小川六段「(藤沢)里菜ちゃんは、一日に10時間、碁の勉強をしているそうですね」
石田二十四世本因坊「それはすごいですね」
小川「石田先生は、どのぐらい勉強なさるんですか」
石田「私は10時間飲んでます(会場、爆笑)」

 さて、その石田二十四世本因坊が「この碁は内容がいいですね」と感心したのは、石井茜三段・高尾紳路名人ペアと、謝依旻女流四冠・小林覚九段ペアの一戦。謝・小林ペアは優勝候補にあげられていたが、一回戦で姿を消すことになった。
謝女流四冠は「ステキな先生と組ませていただいたのに、私の気合いが悪くて申し訳なかった」と残念がっていた。「取りにいくのを、やめてしまった」のだそうだ。でも、小林九段の話を聞くと「僕が悪かったの。僕が選んだコースが危険すぎた。もっと違うコースをいけばよかった。謝ちゃんが取りにいくのをやめたのは、正解だったの」とのことだ。


 本大会3回の優勝経験を持つ青木喜久代八段と張栩九段のペアは、奥田あや三段・山城宏九段ペアに敗退。奥田三段は「山城先生がコウを仕掛けてくださって」と勝因を振り返り「とってもうちやすかったです!」と目をきらきらさせていた。青木八段は「(張栩さんと)棋風が違いすぎて。厚く打って下さいねってお願いしてたんですけど」と大らかに笑いながらサバサバした様子。終局後は張栩九段と反省会をたくさんしたそうだ。


 2015年に優勝した小山栄美六段と2014年に優勝した井山裕太六冠のペアは、桑原陽子六段・蘇耀国九段のペアに敗退した。「全体的にはいい感じで打てたのですが、相手が強かった」と井山六冠。実は桑原・蘇ペアは、前日にしっかり練習をしたという。「私にとっては、とってもよいパートナー」と桑原六段は満面の笑み。蘇九段も「陽子ちゃんと組めて、一人で打つより上手く打てました!」


 一回戦で最もギャラリーを集めていたのは、吉原由香里六段・河野臨九段ペアと、鈴木歩七段・趙治勲名誉名人ペアの一戦だ。「途中までチームワークよく、吉原さんが決め手も打ってくれて、行けるかなと思ったのですが」と河野九段。対する鈴木七段も「序盤で薄くて地のない展開だったのですが」と振り返る。「でも、治勲先生が中盤で厳しい良い手を放って下さって流れがよくなってきました」。結果は、鈴木・趙ペアの勝ち。河野九段は「二人のマジックにだまされてしまいました」と笑顔で話してくれた。

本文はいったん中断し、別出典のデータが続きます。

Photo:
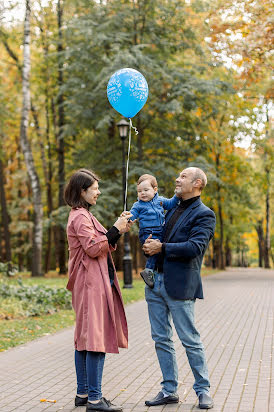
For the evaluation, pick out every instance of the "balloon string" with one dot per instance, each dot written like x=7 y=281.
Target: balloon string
x=128 y=153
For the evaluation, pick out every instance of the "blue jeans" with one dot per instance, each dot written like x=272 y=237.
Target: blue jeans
x=89 y=371
x=156 y=233
x=161 y=309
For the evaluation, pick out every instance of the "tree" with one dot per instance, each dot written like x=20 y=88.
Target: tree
x=26 y=149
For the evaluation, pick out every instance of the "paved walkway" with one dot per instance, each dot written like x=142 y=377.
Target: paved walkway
x=236 y=324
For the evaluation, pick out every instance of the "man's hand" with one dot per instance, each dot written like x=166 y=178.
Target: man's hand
x=152 y=246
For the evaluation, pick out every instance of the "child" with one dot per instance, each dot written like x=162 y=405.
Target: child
x=149 y=209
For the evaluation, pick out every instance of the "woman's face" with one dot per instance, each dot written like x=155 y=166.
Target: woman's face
x=91 y=194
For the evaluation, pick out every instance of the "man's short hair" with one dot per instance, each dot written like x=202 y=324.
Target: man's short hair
x=199 y=174
x=152 y=180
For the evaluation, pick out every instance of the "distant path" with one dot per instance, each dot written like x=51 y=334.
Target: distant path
x=236 y=324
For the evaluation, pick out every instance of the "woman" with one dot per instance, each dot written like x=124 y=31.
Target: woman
x=101 y=325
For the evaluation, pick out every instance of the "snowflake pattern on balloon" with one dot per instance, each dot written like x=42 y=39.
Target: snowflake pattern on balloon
x=127 y=91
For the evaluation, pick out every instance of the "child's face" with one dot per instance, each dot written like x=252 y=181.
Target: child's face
x=145 y=191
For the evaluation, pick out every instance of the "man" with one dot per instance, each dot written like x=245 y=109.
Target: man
x=187 y=232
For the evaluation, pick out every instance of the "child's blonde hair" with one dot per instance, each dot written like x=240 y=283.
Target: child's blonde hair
x=152 y=180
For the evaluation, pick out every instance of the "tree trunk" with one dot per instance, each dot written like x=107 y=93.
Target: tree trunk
x=260 y=233
x=26 y=149
x=140 y=139
x=61 y=143
x=220 y=214
x=267 y=218
x=228 y=254
x=5 y=216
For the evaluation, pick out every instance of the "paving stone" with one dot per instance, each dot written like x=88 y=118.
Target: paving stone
x=236 y=322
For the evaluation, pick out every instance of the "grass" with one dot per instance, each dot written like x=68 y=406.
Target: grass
x=14 y=332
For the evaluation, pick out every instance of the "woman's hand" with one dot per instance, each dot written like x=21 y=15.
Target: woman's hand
x=126 y=214
x=152 y=246
x=123 y=224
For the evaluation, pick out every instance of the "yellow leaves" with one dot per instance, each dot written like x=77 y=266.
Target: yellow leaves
x=199 y=112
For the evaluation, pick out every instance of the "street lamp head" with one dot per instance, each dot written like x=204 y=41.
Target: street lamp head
x=123 y=126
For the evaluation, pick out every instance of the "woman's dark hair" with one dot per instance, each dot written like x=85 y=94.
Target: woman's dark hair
x=80 y=180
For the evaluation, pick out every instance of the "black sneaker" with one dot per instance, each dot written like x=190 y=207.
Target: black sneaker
x=81 y=401
x=161 y=399
x=148 y=276
x=103 y=405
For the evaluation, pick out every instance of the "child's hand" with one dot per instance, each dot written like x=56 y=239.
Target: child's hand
x=126 y=214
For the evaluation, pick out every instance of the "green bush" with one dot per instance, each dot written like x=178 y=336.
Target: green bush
x=32 y=300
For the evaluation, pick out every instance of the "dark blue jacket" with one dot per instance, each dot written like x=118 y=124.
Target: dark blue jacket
x=151 y=214
x=184 y=251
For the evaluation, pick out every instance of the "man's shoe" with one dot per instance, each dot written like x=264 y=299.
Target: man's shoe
x=205 y=401
x=81 y=401
x=103 y=405
x=148 y=276
x=161 y=399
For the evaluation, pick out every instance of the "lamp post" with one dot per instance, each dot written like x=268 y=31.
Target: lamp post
x=123 y=127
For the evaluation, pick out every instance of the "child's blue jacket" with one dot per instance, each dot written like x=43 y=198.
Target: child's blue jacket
x=151 y=214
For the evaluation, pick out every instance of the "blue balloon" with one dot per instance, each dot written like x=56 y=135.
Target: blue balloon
x=127 y=92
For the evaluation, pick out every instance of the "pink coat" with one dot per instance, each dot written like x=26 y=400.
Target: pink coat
x=101 y=324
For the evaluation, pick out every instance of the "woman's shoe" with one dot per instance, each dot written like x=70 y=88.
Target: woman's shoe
x=103 y=405
x=80 y=401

 一回戦終了後、棋士控室は、やはり和やかな笑い声に包まれていた。
 敗れたものの「臨くんはすごく優しいので、打っていて安心でした」と吉原六段が話すと、いつの間にか結城九段が「その節は、僕は怒ってしまいすみませんでした」と現われて、周囲は大笑い。吉原六段が「いえいえ、怒るほどに情熱を持ってくれるのもありがたいんですよ」と笑いながらも慌ててフォローすると、周囲から「あのときは、結城さんは本当に悔しそうだったよね~」の声。結城九段も「あのときは、半目負けだったから…」とたじたじ。すると知念かおり六段が「でも、結城さん、だいぶ落ち着いたよね~」と畳みこんで、またまた周囲は大笑い、という一幕も。知念六段と結城九段は、第3回の優勝ペア。20年前の結城九段はどんなだったのだろう!? 一連のやり取りを耳にしたこの日のパートナー向井千瑛五段は「私は優しい結城先生しか知りません」。皆さん、大会の長い歴史も振り返りながら団欒を楽しんでいた。